Gelaran kali ini adalah untuk mewujudkan pemerintahan yang baik (Good Governance), sesuai program Panca Karya yakni, Madiun Kota Melayani. Tentu saja pelayanan yang berpihak pada kebutuhan masyarakat. Adalah yang menerima masukan dan saran untuk rencana program baik fisik maupun no fisik tahun 2021. Serta untuk ketersediaan informasi publik secara terbuka, benar dan tidak menyesatkan.

Wali Kota Madiun Maidi mengatakan, dalam musyawarah rencana pembangunan Kota Madiun, para lansia ikut dilibatkan. Hal ini sehingga lansia di Kota Madiun juga merasa diperhatikan. Mereka bersinergi dalam pembangunan Kota Madiun, melalui berbagai kegiatan kelansiaan.

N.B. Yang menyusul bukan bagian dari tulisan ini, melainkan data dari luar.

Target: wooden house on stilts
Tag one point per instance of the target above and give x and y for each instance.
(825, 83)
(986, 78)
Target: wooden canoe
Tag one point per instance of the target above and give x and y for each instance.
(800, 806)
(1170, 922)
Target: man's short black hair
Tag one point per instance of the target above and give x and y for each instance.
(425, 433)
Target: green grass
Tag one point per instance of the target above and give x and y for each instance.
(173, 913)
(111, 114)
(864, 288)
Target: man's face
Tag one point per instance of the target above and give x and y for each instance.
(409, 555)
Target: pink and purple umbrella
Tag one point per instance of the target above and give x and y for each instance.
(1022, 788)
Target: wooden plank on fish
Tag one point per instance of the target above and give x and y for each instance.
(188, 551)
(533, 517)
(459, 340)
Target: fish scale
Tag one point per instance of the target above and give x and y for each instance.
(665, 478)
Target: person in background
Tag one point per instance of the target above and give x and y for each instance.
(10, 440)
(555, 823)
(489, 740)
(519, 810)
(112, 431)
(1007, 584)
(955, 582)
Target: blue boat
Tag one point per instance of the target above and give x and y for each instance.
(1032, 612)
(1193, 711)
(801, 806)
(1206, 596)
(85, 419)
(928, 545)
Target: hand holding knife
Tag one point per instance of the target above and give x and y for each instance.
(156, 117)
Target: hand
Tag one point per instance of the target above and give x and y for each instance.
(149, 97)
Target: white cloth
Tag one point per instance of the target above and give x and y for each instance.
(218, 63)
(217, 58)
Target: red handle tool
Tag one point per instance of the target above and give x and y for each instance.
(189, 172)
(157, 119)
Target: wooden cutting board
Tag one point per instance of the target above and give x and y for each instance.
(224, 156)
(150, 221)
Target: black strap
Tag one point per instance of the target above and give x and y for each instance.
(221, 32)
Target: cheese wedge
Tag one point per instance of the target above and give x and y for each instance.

Wali Kota Menambahkan, di Kota Madiun terdapat sekitar 2500 lansia yang menjadi perhatian Pemkot, mulai dari makanan hingga kesehatan. Dengan menyelenggarakan senam lansia secara rutin, dan Posyandu Lansia disetiap kelurahan, Maka tidak heran jika Kota Madiun juga menyandang Kota Layak Lansia.

Kepala Dinsos & PPA Kota Madiun, Heri Suwartono

Diketahui, Indeks Pertumbuhan Gender (IPG) dan Indeks Pemberdayaan Gender (IDG) Kota Madiun diatas rata – rata tingkat provinsi Jawa Timur bahkan Nasional. Hal ini menandakan bahwa koordinasi yang dibentuk sangat bagus.

Senada dengan Wali Kota Madiun, Wakil Ketua Dewan Perwakilan Rakyat Daerah (DPRD) Kota Madiun mengatakan, pihaknya selalu menyampaikan pada setiap kesempatan terhormat, untuk menumbuhkembangkan masyarakat melalui tokoh – tokohnya. DPRD selaku mitra pemerintah, wajib mensuport, memberi ruang yang cukup. Tujuan akhirnya nanti di formulasikan dalam program kegiatan yang masuk dalam APBD, selama program tersebut jelas peruntukannya bagi masyarakat.

“Harapannya, Kota Madiun semakin hari semakin baik. Semua program tertata kemanfaatannya dan bisa dirasakan tanpa membedakan, termasuk penyandang disabilitas,” kata Istono.

Istono menambahkan, jangan sampai ada kesan disabilitas itu terbelakang. Mereka juga umat harus diberikan ruang yang cukup, sesuai batasan koridor yang mereka mampu.

Sementara itu terkait Indeks Pertumbuhan Gender (IPG) dan Indeks Pemberdayaan Gender (IDG) Kota Madiun, Kepala Dinsos & PPA Kota Madiun, Heri Suwartono menjelaskan, indikator makro tersebut dikeluarkan oleh Badan Pusat Statistik (BPS). Ia menjelaskan, data tersebut mengukur pembangunan bidang perempuan.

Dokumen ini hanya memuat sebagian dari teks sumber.